A University of California project called SierraNet will install a network of sensors throughout California’s Sierra Nevada mountains to collect environmental data that can help local utilities better manage their water supplies. The sensors will collect data on snow depth, air temperature and humidity, soil temperature and moisture, and solar radiation, and wirelessly transmit this data to a base station for analysis. By monitoring environmental conditions in the mountains, utility providers, especially hydroelectric plant operators, can better estimate snow levels and melt rates, which are a crucial water supply for many areas.
Researchers at Columbia University and the University of California at Berkeley have developed open source software called ActiveClean that uses machine learning to identify mistakes in a dataset, such as typos or missing values, and prioritizes which mistakes should be updated first to make the data as usable as possible.
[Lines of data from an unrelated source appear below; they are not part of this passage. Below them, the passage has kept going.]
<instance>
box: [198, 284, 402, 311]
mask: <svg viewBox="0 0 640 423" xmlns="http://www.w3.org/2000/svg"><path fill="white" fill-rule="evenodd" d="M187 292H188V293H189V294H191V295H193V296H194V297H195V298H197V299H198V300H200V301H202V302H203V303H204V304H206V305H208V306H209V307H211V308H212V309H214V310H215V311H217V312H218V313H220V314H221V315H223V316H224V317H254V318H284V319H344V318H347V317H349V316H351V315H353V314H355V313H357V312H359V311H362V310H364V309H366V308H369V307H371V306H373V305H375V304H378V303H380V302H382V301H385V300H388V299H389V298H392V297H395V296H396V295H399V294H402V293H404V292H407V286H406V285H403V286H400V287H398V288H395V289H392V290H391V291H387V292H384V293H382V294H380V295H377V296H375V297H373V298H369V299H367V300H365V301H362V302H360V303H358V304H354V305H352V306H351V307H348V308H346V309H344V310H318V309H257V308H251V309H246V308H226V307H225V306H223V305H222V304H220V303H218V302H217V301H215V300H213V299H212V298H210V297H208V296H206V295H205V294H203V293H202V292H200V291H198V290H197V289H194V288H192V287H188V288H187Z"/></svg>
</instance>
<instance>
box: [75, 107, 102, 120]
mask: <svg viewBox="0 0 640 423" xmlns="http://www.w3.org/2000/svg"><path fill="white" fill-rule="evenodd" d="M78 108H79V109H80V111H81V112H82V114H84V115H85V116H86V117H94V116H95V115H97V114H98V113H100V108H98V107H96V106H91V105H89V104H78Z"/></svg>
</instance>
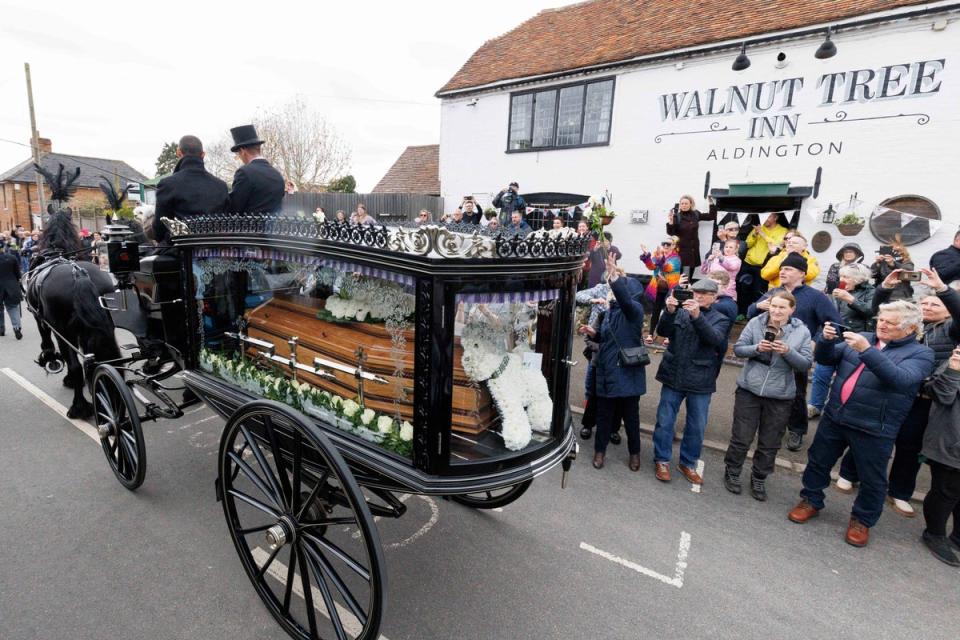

Analyzing data to identify and correct mistakes can be time consuming and error prone for humans and it can be difficult to determine which errors in a dataset can make a model built on that data unreliable. ActiveClean analyzes both a model and its underlying data to target errors that most affect the model’s accuracy to quickly produce usable data.
The U.S. Department of Commerce has partnered with the European Commission Directorate General for Communications Networks, Content, and Technology (DG Connect) to develop a public repository of economic data. Though both the United States and European Union publish economic data, comparing these datasets with each other or with themselves over time can be difficult. The database, which will launch as an alpha version in November, will provide access to large amounts of economic statistics and tools that make it easier for the public to compare and analyze economic data from the United States and European Union.